内閣総理大臣の権能

内閣総理大臣に認められている権能は以下の条文に明記されています。


【68条】
内閣総理大臣は、国務大臣を任命する。但し、その過半数は、国会議員の中から選ばれなければならない。

2項 内閣総理大臣は、任意に国務大臣を罷免することができる。

【72条】
内閣総理大臣は、内閣を代表して議案を国会に提出し、一般国務及び外交関係について国会に報告し、並びに行政各部を指揮監督する。
→ここでは、内閣総理大臣の議案を提出する権利や指揮監督権について規定されています。

【74条】
法律及び政令には、すべて主任の国務大臣が署名し、内閣総理大臣が連署することを必要とする。

【75条】
国務大臣は、その在任中、内閣総理大臣の同意がなければ、訴追されない。但し、これがため、訴追の権利は、害されない。
→国務大臣は在任中に限り内閣総理大臣の同意がなければ逮捕されたり訴えられたりしませんが(職務執行を優先としている)、職務を退いた後であれば訴追できることになります(但し書き)。

内閣の権能

内閣には、内閣総理大臣とは別に様々な権能を有していますが、主に73条に定められているものが代表としてあります。

【内閣の権能(73条)】
内閣は、他の一般行政事務の外、次の事務を行ふ。

法律を誠実に執行し、国務を総理すること。
外交関係を処理すること。
条約を締結すること。但し、事前に、時宜によつては事後に、国会の承認を経ることを必要とする。
法律の定める基準に従ひ、官吏に関する事務を掌理すること。
予算を作成して国会に提出すること。
この憲法及び法律の規定を実施するために、政令を制定すること。但し、政令には、特にその法律の委任がある場合を除いては、罰則を設けることができない。
大赦、特赦、減刑、刑の執行の免除及び復権を決定すること。

※総理・・・全体をまとめて管理すること。
※時宜(じぎ)・・・状況。
※官吏(かんり)・・・国家公務員のこと。
※掌理(しょうり)・・・ある仕事を担当しとりまとめること。
※大赦(たいしゃ)・・・恩赦のひとつ。法令で定めた罪の執行をやめ許すこと。
※特赦(とくしゃ)・・・恩赦のひとつ。特定の者に対して有罪の効力を失わせること。


また、73条以外にも以下のような権能を有しています(以下に挙げている以外にもありますが、ここでは一部をのせています。)内閣には多くの権限が与えられている、ということが分かりますね。

【3条】
天皇の国事に関するすべての行為には、内閣の助言と承認を必要とし、内閣が、その責任を負ふ。

【6条2項】
天皇は、内閣の指名に基いて、最高裁判所の長たる裁判官を任命する。

【53条】
内閣は、国会の臨時会の召集を決定することができる。(以下省略)

【66条3項】
内閣は、行政権の行使について、国会に対して連帯して責任を負ふ。

【79条1項】
最高裁判所は、その長たる裁判官及び法律の定める員数のその他の裁判官でこれを構成し、その長たる裁判官以外の裁判官は、内閣でこれを任命する。

【80条1項】
下級裁判所の裁判官は、最高裁判所の指名した者の名簿によつて、内閣でこれを任命する。(以下省略)

【87条】
予見し難い予算の不足に充てるため、国会の議決に基いて予備費を設け、内閣の責任でこれを支出することができる。

内閣の組織

【内閣の組織(66条)】
内閣は、法律の定めるところにより、その首長たる内閣総理大臣及びその他の国務大臣でこれを組織する。

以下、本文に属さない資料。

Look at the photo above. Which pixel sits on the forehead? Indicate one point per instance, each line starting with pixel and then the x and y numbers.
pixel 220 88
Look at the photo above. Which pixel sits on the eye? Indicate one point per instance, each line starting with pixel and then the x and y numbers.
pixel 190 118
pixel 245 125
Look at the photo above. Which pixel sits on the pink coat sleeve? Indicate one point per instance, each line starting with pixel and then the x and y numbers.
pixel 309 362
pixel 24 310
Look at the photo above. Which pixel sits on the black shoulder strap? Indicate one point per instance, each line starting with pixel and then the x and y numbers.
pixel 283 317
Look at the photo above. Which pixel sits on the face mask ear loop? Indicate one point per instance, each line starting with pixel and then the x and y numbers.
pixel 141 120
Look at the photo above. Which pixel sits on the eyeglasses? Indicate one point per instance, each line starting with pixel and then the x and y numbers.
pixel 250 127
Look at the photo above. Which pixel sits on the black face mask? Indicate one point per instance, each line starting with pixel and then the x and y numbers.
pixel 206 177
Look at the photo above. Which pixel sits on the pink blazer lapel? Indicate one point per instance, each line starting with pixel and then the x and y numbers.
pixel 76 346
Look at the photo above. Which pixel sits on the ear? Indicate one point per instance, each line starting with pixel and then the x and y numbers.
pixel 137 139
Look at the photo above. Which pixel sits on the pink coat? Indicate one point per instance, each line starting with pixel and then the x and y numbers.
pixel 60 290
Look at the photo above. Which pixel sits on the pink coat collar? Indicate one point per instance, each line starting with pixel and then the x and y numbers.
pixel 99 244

2項 内閣総理大臣その他の国務大臣は、文民でなければならない。

【国務大臣の任免(68条)】
内閣総理大臣は、国務大臣を任命する。但し、その過半数は、国会議員の中から選ばれなければならない。

2項 内閣総理大臣は、任意に国務大臣を罷免することができる。

憲法66条にあるように、内閣は、内閣総理大臣とその他の国務大臣で構成されています。また、文民でなければならないと規定されていますが、この文民というのは「軍人ではない人」のことを指すと言われています。

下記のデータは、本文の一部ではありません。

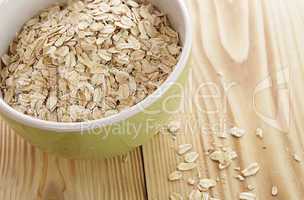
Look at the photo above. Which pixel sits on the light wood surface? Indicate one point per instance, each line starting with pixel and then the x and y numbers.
pixel 240 45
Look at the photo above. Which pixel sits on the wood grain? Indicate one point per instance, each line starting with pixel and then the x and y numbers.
pixel 240 46
pixel 247 72
pixel 27 173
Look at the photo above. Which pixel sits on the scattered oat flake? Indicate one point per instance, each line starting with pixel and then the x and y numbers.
pixel 176 175
pixel 251 170
pixel 186 166
pixel 191 157
pixel 195 195
pixel 250 187
pixel 240 177
pixel 274 191
pixel 175 196
pixel 259 133
pixel 206 184
pixel 247 196
pixel 173 126
pixel 296 158
pixel 184 148
pixel 191 181
pixel 237 132
pixel 205 196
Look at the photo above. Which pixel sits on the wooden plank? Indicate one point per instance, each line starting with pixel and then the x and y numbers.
pixel 27 173
pixel 274 48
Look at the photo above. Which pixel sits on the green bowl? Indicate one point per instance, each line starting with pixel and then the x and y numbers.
pixel 109 136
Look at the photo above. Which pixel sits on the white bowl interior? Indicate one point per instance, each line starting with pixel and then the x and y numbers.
pixel 14 13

国務大臣は内閣総理大臣が任命しますが、過半数を国会議員から選びさえすれば、(現実はさておき)その他は一般人でも良いことになります。

議院内閣制

【行政権(65条)】
行政権は、内閣に属する。

【連帯責任(66条3項)】
内閣は、行政権の行使について、国会に対して連帯して責任を負ふ。

議院内閣制とは、内閣は国会の支持によって存立しており、国会に対して責任を負う仕組みになっている制度のことをいいます。もともと国会は国民の意思で成立しているため、その国会から支持を受けた集まりである内閣に行政を任せることで、行政にも国民の意思を反映させている形になっています。